“No. But some of the other clubs might.”
“The distance will help,” I added. “It’s not ideal.”
“And Tori?” Magnet asked, the table falling into silence.
Indie nipped at his nose. “I don’t fucking want her back here. But we need eyes on her somehow.”
“Could another member have her at theirs?” Magnet asked.
The table moved. Heads shaking. Shoulders moving as some erupted into deep chuckles.
“She’d fucking love that. She’d finally bag herself another patch,” Chaos answered.
“Hey, here’s a thought. There’s two of you. You’ve got a spare between you. I vote you take her,” Fury laughed.
“No fucking way.”
“Aye, aye. Alright. We could assign her to the prospects. They can work together to look after her and earn their fucking patches. The first one to shag her is out,” Indie smiled, probably for the first time in weeks.
The room laughed again and then almost simultaneously raised their hands.
“Well, at least that’s Tori fucking under some sort of control,” I grumbled.
“What about the Hand, Indie?” Baz asked, the atmosphere changing quicker than a switch.
“I’m working on it,” Indie answered.
“We really need to know what you’re working on, Indie. Doesn’t come much more club business than that.”
Indie was quiet for a moment, his gaze moving round the table, watching every one of us. When he spoke again, his tone was measured. Careful.
“This is where I need you all to really trust me. I can’t tell you what I’m working on. I don’t know yet whether it is going to work. But when I need you to know, I’ll tell you. For now, though, I just need your trust.”
Brothers at that table glanced at each other, and for a moment, no one moved or said anything. Then, slowly, there was a nod. And then another. I watched Indie’s shoulders slump. The tiniest of movements, his face betraying nothing. He glanced at me, his eyes meeting mine and then drifting away.
And I had no fucking clue what he was up to either.
Chapter Seventeen
The pub across the street from the hospital was full. Half locals, half healthcare workers. An eclectic mix of tunes droned out from an aged juke box near the bar. Beside it, a lone man sat, pushing in coin after coin between sips of a pint. Voices filled the spaces between songs until the air was a tangle of noise. Too many voices, too much noise.
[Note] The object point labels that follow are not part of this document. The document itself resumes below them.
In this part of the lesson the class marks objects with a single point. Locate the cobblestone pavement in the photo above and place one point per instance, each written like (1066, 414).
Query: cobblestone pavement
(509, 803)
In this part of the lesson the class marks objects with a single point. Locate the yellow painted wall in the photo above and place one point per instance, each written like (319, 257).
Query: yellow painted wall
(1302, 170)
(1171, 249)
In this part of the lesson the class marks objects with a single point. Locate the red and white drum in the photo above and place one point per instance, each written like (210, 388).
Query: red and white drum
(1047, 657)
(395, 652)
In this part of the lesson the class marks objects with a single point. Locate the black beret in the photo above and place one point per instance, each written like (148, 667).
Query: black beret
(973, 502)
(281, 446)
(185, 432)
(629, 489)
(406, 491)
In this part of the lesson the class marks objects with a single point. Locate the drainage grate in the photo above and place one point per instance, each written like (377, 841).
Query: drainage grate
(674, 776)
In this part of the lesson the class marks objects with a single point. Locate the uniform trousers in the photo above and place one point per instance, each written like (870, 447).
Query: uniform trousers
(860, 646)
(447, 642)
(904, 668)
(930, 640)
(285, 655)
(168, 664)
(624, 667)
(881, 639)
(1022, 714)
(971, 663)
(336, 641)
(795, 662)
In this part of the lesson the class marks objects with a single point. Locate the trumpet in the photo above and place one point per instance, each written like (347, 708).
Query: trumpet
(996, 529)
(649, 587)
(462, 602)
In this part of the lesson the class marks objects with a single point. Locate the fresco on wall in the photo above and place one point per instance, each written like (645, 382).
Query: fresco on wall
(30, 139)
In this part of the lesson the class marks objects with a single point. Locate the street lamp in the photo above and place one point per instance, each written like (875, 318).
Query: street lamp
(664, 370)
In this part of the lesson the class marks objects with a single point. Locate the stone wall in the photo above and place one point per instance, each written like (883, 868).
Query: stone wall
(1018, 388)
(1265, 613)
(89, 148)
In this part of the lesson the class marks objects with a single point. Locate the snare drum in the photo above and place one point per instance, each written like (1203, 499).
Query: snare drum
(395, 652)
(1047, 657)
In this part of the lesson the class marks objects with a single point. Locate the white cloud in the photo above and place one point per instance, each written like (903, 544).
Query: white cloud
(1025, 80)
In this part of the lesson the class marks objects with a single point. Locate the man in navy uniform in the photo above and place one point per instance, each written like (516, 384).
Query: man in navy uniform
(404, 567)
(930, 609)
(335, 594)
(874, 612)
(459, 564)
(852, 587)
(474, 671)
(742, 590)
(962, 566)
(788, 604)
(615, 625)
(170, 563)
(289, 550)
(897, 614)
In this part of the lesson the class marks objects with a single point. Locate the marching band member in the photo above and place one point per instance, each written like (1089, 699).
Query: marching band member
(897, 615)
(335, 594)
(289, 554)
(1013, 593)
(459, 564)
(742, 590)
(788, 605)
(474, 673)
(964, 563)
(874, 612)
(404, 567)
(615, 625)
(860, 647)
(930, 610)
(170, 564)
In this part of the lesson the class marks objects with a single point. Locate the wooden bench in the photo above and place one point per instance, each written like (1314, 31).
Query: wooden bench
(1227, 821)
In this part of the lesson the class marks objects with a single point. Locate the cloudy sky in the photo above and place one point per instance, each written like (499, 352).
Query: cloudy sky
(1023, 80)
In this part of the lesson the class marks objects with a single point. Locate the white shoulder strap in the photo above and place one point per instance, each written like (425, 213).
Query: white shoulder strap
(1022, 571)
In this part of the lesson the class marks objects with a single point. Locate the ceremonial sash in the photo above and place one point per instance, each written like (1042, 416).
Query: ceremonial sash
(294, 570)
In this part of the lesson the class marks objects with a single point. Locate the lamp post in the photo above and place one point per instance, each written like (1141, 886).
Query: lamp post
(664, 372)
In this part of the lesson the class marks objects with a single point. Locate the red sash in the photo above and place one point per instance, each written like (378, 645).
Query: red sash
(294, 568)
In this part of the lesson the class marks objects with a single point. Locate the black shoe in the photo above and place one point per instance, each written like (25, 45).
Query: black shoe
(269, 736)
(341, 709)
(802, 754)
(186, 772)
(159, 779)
I inhaled slowly.
“What do you think, Sophie?” someone asked. The sound of my name jolting my attention.
“Sorry, what was that?” I confessed.
“Those new shift patterns they’re bringing in.”
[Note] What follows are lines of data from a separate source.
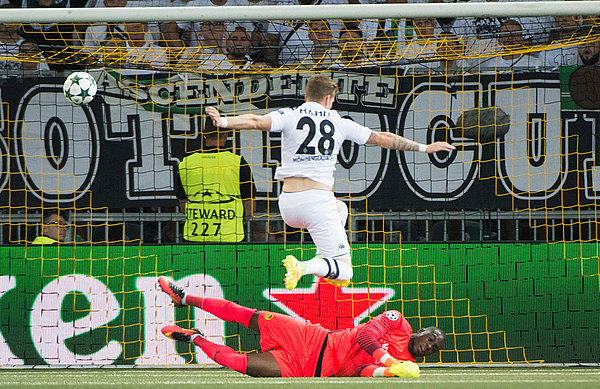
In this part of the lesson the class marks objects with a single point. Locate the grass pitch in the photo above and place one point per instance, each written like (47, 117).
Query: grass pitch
(447, 378)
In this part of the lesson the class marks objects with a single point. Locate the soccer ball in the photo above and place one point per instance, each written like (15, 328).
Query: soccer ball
(80, 88)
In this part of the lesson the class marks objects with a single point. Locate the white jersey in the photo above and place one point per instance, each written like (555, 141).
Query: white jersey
(311, 139)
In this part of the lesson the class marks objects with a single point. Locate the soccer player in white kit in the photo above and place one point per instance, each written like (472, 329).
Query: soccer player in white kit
(312, 135)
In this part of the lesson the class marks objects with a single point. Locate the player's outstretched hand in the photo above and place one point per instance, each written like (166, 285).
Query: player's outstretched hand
(439, 146)
(214, 115)
(405, 369)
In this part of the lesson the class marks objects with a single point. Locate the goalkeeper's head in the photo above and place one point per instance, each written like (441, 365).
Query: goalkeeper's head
(426, 341)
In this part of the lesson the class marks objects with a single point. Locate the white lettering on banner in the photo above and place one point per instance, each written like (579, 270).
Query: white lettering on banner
(591, 165)
(149, 175)
(50, 332)
(362, 166)
(158, 312)
(258, 152)
(532, 161)
(379, 91)
(4, 165)
(348, 84)
(7, 358)
(57, 145)
(451, 176)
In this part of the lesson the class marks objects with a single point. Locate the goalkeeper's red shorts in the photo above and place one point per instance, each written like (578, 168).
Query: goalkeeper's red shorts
(295, 343)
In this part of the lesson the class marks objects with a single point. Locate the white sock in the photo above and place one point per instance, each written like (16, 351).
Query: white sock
(322, 266)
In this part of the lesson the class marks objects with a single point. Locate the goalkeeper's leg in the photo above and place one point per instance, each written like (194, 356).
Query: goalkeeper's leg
(257, 365)
(223, 309)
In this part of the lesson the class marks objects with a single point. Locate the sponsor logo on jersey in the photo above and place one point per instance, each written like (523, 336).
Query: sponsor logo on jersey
(392, 315)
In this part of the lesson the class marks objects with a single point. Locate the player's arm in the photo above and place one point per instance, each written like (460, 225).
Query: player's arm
(241, 122)
(392, 141)
(400, 369)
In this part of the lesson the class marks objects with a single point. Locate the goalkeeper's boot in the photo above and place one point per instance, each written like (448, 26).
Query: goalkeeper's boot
(177, 333)
(175, 292)
(294, 270)
(338, 283)
(405, 369)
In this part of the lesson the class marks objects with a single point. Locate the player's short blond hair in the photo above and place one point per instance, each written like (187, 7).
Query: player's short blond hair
(319, 87)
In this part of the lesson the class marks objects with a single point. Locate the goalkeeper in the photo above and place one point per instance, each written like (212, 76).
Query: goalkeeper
(383, 347)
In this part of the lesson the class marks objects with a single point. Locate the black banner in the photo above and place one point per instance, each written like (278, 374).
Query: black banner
(121, 149)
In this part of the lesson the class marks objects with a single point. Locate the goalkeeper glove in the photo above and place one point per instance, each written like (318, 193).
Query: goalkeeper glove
(405, 369)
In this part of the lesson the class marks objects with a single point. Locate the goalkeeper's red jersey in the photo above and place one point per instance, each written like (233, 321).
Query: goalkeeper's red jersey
(300, 350)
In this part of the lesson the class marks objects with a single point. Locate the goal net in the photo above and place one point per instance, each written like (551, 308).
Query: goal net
(495, 243)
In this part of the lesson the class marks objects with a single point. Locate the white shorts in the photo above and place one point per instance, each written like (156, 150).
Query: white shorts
(322, 215)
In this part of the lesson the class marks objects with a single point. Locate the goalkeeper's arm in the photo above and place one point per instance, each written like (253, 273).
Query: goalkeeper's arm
(399, 369)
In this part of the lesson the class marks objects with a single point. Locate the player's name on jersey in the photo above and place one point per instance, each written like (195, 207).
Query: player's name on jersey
(199, 213)
(323, 113)
(311, 158)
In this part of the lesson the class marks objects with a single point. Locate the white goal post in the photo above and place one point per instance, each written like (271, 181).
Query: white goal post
(294, 12)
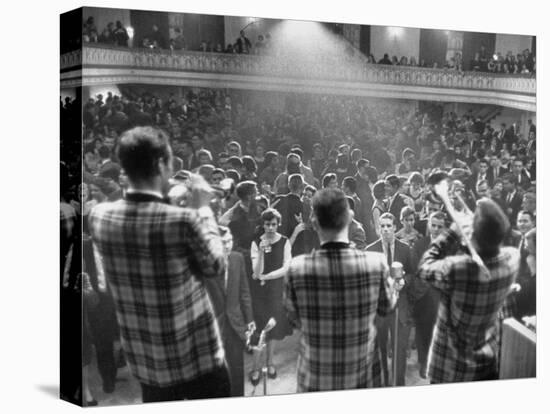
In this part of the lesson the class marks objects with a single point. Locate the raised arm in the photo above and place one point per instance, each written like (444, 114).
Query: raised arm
(204, 243)
(435, 266)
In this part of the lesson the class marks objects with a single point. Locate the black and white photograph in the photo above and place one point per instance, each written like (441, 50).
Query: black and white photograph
(261, 206)
(274, 206)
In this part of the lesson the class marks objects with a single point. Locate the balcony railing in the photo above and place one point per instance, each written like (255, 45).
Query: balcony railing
(322, 69)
“Oh. I didn’t know they were.”
Course I didn’t know. Because I never engaged with people. I’d spent the last ten years moving around, changing addresses, ending relationships because no one ever felt right. And I stopped making friends because there was no point when I left them all behind every time.
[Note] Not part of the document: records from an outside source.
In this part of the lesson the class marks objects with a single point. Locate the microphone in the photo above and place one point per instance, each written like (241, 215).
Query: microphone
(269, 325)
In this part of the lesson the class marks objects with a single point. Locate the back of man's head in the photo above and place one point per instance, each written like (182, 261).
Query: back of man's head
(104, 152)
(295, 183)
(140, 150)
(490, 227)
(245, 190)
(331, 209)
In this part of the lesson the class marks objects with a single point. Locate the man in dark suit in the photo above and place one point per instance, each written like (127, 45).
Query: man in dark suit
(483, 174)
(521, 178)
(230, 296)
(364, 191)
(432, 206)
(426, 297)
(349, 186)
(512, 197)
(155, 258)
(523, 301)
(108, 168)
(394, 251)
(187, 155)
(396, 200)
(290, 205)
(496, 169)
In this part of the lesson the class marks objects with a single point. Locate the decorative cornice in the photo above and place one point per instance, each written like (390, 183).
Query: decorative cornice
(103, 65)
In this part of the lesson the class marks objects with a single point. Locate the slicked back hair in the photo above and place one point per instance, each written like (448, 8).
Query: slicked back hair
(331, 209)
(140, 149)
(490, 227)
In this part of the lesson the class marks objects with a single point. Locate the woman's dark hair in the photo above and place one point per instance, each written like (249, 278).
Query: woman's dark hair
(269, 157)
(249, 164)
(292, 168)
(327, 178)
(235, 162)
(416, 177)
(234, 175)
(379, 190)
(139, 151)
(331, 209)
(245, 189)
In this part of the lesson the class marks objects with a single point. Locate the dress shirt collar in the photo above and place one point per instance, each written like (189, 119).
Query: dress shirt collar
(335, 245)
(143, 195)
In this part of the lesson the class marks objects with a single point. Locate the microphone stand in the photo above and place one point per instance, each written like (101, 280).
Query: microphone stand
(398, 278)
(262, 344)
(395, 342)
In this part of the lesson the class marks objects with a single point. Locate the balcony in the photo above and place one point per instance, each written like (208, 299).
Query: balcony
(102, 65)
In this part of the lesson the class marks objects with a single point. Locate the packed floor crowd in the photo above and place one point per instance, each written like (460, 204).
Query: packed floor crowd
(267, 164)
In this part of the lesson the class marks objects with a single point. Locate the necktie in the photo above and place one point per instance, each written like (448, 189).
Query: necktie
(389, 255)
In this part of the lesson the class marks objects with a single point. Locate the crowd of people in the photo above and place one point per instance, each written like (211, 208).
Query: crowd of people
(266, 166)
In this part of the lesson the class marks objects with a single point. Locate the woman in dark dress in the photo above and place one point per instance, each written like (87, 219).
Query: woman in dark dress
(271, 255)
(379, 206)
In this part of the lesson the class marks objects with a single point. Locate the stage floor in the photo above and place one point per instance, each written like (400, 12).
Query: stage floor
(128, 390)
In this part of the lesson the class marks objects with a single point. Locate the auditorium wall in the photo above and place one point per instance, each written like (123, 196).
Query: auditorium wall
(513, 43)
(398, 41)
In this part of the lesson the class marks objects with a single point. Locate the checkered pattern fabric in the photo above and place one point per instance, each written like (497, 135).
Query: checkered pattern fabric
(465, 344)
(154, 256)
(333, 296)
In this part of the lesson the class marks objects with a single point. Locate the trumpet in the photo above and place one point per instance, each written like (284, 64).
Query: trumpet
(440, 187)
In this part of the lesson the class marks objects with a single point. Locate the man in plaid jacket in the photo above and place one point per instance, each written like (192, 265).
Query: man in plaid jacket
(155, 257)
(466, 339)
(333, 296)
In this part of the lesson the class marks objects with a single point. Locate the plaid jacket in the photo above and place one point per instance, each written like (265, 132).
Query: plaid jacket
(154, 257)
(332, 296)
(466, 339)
I glanced around again, at the people next to me that I worked with. I didn’t know a single thing about them, other than a name, and I got that wrong more often than I got it right.
A little way off, a table of locals erupted into laughter. A loud roar that stopped conversations momentarily, with others looking up from half-drunk pints and glasses of wine before resuming their conversations. An intense game of dominoes was being played out two tables away. Onlookers watched like the stakes were high.
And then, suddenly all conversations stopped. Just for a few seconds, but it felt like a lifetime. I saw the cause by the bar. Leather jacket. Patches on the front. His hair was tied back in a ponytail, but it caught under the lights in an amazing dark russet, and even half hidden under the dark auburn beard, the tattoos danced down his neck, disappearing into the leather of his jacket. Everyone stared. Men uncertain of whether to feel threatened or in awe, and women not sure whether he was an Adonis or the devil.
“Err, I think he’s looking at you,” Kirsten nudged my arm like I hadn’t noticed the huge man in leather stepping into the pub.